Stan is an expert in the areas of tracking, video-based analysis of human motion and gesture, deformable shape matching and recognition, as well as image/video database indexing, retrieval, and data mining methods. He developed one of the first content-based image retrieval systems for the Internet, the ImageRover, years before Google Image Search appeared. His more recent work has focused on human tracking algorithms, analysis and identification of hand motion related to sign language, and filtering methods for multimedia retrieval. He is a Fellow of the IEEE and IAPR.
Conference Day 2
Saliency and Personalization in Deep Models of Human Activities
Abstract: What is visually salient in models for classification of human activities? How can we adapt and better personalize models of human movements, activities, and gestures? In this talk, I will report on our recent research related to computer-vision based tracking and analysis of human actions, interactions and communicative behaviors. I will describe new methods we have developed for top-down saliency estimation in convolutional neural networks and recurrent neural network models, with applications to space-time localization and classification of human activities in video. I will also describe our new formulation for personalizing gesture recognition using hierarchical Bayesian neural networks (HBNNs). Our HBNN models can adapt themselves to new subjects when only a small number of subject-specific personalization data is available.

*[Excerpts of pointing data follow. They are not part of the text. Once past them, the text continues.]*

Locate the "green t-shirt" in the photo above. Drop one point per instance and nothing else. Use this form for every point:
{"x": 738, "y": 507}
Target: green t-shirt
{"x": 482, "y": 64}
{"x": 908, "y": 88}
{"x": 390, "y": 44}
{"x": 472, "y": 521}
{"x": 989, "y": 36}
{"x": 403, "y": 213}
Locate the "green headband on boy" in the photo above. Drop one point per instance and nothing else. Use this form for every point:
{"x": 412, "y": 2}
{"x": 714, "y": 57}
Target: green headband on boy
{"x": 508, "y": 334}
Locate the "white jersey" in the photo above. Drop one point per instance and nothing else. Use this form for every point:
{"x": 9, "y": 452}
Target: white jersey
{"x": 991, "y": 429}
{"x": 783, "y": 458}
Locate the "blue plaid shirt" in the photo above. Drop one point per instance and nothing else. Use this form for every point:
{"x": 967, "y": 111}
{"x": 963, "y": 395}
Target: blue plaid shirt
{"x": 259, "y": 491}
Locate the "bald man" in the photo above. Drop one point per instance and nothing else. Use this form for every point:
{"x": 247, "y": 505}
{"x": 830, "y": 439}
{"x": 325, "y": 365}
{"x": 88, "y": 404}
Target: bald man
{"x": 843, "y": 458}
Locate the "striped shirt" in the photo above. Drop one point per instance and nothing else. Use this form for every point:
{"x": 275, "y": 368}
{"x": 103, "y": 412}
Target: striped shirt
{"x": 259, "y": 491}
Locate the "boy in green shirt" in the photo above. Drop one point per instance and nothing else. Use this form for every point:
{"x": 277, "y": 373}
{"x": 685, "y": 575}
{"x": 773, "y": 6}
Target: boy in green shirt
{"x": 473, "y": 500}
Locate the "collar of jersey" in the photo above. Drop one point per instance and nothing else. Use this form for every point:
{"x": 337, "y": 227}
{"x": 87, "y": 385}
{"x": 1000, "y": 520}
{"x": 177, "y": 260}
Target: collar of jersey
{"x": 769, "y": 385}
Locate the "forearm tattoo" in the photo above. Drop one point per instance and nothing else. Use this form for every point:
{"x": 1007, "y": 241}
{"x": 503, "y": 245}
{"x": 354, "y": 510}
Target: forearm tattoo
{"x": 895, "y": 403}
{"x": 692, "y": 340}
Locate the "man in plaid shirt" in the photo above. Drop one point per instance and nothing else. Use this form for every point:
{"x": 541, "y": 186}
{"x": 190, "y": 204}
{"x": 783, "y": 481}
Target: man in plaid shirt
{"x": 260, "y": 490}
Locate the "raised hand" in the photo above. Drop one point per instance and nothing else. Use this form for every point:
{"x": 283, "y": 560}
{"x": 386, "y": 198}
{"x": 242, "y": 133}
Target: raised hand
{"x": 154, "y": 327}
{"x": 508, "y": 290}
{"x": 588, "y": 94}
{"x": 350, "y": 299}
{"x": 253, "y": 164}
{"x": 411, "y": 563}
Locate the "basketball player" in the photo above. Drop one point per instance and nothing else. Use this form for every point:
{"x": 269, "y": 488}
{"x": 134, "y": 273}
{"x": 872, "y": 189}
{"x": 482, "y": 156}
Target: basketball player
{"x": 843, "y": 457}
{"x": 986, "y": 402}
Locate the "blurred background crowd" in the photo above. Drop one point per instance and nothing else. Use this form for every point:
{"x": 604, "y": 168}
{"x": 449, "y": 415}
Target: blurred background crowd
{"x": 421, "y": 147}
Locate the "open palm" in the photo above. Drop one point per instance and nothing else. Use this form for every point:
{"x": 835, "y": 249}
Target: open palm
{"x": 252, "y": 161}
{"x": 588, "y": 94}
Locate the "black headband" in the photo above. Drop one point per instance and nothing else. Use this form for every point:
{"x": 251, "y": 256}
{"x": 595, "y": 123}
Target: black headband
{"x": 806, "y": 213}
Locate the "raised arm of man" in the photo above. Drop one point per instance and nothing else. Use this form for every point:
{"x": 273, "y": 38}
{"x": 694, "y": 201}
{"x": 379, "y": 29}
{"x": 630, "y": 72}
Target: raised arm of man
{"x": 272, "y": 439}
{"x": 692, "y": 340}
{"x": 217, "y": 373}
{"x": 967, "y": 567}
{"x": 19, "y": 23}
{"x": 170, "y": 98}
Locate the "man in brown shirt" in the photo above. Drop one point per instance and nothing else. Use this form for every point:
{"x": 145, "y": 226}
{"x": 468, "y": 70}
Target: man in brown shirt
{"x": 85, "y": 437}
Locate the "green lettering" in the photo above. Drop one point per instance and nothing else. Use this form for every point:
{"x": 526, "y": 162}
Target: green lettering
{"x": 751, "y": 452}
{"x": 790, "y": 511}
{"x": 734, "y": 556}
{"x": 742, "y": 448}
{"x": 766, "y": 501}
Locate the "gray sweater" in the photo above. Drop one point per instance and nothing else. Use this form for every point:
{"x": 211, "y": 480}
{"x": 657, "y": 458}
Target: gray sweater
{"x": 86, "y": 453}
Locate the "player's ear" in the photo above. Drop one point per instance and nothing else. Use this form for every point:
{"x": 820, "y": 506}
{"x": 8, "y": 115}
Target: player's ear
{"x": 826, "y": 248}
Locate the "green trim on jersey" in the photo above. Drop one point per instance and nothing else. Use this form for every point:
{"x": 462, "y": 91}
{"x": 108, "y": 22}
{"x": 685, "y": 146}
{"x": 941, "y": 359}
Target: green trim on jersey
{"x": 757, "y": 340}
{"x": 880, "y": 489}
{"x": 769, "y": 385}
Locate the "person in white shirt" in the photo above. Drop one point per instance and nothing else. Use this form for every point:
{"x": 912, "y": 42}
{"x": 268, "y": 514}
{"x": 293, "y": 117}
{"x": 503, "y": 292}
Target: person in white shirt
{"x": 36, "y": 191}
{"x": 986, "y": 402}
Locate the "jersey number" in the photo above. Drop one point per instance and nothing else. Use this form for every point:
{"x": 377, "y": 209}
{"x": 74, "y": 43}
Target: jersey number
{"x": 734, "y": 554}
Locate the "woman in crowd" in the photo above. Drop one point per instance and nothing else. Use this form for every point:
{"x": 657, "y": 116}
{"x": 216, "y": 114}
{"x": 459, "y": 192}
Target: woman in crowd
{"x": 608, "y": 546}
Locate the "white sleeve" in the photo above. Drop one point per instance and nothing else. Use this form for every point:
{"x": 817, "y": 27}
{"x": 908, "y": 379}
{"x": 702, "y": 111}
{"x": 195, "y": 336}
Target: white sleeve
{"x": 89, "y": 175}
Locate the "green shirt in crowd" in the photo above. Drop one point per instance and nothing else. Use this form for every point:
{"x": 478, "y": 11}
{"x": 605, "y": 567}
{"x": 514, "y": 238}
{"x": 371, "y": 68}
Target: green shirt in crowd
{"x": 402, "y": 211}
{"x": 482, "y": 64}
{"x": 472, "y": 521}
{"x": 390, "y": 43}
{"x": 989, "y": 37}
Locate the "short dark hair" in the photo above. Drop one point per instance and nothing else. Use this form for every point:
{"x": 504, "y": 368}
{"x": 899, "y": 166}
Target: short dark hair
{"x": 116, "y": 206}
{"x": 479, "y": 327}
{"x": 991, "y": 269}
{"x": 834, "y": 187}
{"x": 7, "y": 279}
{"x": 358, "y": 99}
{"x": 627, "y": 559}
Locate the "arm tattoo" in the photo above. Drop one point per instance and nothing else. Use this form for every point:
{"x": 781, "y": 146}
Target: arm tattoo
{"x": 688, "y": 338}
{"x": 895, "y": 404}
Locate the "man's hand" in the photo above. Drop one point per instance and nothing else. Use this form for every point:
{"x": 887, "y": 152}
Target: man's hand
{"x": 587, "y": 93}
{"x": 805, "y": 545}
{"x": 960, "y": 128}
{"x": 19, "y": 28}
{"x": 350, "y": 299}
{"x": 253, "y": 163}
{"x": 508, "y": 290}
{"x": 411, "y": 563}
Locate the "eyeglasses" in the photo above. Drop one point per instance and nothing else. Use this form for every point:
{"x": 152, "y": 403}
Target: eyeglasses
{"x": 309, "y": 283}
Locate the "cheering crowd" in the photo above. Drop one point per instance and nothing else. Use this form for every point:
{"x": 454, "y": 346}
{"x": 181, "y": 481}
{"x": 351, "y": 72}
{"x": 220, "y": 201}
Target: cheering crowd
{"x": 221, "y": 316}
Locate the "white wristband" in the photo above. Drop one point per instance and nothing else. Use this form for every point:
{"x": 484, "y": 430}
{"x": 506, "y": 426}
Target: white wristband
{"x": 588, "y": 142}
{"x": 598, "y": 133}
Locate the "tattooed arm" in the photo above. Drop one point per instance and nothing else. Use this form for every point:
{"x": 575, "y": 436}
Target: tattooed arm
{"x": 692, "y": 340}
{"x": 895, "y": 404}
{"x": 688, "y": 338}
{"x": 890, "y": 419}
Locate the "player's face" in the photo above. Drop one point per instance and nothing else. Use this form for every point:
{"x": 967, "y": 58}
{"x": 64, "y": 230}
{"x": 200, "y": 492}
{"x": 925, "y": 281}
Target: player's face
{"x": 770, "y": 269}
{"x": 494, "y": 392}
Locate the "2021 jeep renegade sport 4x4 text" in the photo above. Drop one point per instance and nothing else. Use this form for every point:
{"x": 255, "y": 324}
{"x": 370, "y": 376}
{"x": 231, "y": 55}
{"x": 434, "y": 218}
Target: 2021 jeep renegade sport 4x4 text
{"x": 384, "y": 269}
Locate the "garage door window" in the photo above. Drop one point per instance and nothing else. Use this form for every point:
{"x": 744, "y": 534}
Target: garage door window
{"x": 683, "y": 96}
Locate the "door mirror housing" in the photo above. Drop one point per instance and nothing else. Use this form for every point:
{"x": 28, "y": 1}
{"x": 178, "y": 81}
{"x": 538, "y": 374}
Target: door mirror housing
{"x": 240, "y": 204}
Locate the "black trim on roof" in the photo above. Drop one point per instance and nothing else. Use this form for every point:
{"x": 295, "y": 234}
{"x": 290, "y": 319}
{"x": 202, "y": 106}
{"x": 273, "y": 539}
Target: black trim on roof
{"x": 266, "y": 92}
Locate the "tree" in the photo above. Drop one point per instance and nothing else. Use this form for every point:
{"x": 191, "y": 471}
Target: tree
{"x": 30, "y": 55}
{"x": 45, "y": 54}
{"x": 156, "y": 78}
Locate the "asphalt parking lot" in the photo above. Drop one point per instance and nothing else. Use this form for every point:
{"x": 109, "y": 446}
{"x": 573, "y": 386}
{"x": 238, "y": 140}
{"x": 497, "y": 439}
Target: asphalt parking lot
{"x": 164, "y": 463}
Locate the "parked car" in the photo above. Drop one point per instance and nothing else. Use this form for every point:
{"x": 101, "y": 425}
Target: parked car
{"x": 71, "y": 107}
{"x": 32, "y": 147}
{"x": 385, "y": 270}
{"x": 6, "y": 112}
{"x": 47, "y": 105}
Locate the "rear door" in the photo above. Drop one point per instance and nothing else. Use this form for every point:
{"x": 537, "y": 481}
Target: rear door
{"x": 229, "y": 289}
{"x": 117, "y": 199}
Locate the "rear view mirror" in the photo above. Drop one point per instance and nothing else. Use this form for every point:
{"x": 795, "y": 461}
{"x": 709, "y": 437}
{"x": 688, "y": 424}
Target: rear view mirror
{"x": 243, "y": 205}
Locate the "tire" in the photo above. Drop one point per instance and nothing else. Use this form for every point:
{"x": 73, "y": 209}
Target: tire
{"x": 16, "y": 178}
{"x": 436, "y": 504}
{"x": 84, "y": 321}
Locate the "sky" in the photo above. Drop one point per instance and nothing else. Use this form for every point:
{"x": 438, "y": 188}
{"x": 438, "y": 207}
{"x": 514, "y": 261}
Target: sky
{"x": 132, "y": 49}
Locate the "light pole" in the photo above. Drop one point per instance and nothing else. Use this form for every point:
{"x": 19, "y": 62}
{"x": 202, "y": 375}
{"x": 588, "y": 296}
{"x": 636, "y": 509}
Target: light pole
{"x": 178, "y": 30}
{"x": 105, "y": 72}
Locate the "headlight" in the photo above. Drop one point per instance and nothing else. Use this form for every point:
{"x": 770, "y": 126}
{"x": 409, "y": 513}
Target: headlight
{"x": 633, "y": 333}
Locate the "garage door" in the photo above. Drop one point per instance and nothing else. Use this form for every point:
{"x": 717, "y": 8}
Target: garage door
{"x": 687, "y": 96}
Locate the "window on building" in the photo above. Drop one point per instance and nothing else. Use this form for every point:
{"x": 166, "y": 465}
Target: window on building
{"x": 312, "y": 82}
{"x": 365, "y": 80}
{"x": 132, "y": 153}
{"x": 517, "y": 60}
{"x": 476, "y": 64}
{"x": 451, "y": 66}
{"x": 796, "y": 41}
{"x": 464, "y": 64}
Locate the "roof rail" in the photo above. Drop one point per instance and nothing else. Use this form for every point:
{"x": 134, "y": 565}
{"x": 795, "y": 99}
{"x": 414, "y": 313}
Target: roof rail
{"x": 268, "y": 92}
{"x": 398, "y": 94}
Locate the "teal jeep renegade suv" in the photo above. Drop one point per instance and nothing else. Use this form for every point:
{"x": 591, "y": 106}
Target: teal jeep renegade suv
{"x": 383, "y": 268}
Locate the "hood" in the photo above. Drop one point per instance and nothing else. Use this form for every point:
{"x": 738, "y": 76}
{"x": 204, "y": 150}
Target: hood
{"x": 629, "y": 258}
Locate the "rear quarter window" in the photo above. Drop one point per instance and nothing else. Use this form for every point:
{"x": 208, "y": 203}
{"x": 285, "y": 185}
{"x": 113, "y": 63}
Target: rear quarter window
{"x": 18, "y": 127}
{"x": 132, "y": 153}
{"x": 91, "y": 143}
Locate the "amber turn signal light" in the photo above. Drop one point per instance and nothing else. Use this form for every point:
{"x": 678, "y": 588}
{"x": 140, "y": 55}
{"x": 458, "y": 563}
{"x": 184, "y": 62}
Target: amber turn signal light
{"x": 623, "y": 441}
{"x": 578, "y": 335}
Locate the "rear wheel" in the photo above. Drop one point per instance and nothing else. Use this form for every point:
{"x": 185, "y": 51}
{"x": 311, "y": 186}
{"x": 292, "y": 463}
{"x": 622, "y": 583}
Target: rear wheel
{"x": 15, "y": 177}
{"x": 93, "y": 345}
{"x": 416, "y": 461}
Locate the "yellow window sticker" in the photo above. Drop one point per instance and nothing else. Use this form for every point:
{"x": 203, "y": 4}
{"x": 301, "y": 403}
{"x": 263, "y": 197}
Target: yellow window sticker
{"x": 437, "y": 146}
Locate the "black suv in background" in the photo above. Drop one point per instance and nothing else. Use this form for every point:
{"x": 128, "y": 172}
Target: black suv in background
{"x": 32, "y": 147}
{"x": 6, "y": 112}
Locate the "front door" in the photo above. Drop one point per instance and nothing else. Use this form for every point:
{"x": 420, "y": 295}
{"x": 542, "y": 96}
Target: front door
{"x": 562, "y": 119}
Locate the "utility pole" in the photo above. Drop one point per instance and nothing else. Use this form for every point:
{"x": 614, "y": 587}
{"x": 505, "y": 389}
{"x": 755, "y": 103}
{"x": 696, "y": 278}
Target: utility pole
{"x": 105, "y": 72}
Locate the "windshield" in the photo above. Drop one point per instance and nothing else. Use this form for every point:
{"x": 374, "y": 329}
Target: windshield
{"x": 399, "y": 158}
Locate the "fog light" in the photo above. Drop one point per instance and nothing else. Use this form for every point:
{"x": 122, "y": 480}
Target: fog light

Bio: Roberto Cipolla obtained a B.A. (Engineering) from the University of Cambridge in 1984 and an M.S.E. (Electrical Engineering) from the University of Pennsylvania in 1985. From 1985 to 1988 he studied and worked in Japan at the Osaka University of Foreign Studies (Japanese Language) and Electrotechnical Laboratory.In 1991 he was awarded a D.Phil. (Computer Vision) from the University of Oxford and from 1991-92 was a Toshiba Fellow and engineer at the Toshiba Corporation Research and Development Centre in Kawasaki, Japan. He joined the Department of Engineering, University of Cambridge in 1992 as a Lecturer and a Fellow of Jesus College. He became a Reader in Information Engineering in 1997 and a Professor in 2000. His research interests are in computer vision and robotics and include the recovery of motion and 3D shape of visible surfaces from image sequences; object detection and recognition; novel man-machine interfaces using hand, face and body gestures; real-time visual tracking for localisation and robot guidance; aplications of computer vision in mobile phones, visual inspection and image-retrieval and video search. He has authored 2 books, edited 11 volumes and co-authored more than 300 papers.
Conference Day 3
Geometry, Uncertainty and Deep Learning
Abstract: The last decade has seen a revolution in the theory and application of computer vision and machine learning. I will begin with a brief review of some of the fundamentals with a few examples from my own research group (3R’s of computer vision – reconstruction, registration and recognition – see research videos at http://mi.eng.cam.ac.uk/~cipolla/archive.htm).
I will then introduce some recent results from real-time deep learning systems that exploit geometry and compute model uncertainty.
Understanding what a model does not know is a critical part of safe machine learning systems. New tools, such as Bayesian deep learning, provide a framework for understanding uncertainty in deep learning models, aiding interpretability and safety of such systems. Additionally, knowledge of geometry is an important consideration in designing effective algorithms. In particular, we will explore the use of geometry to help design networks that can be trained with unlabelled data for stereo and for human body pose and shape recovery.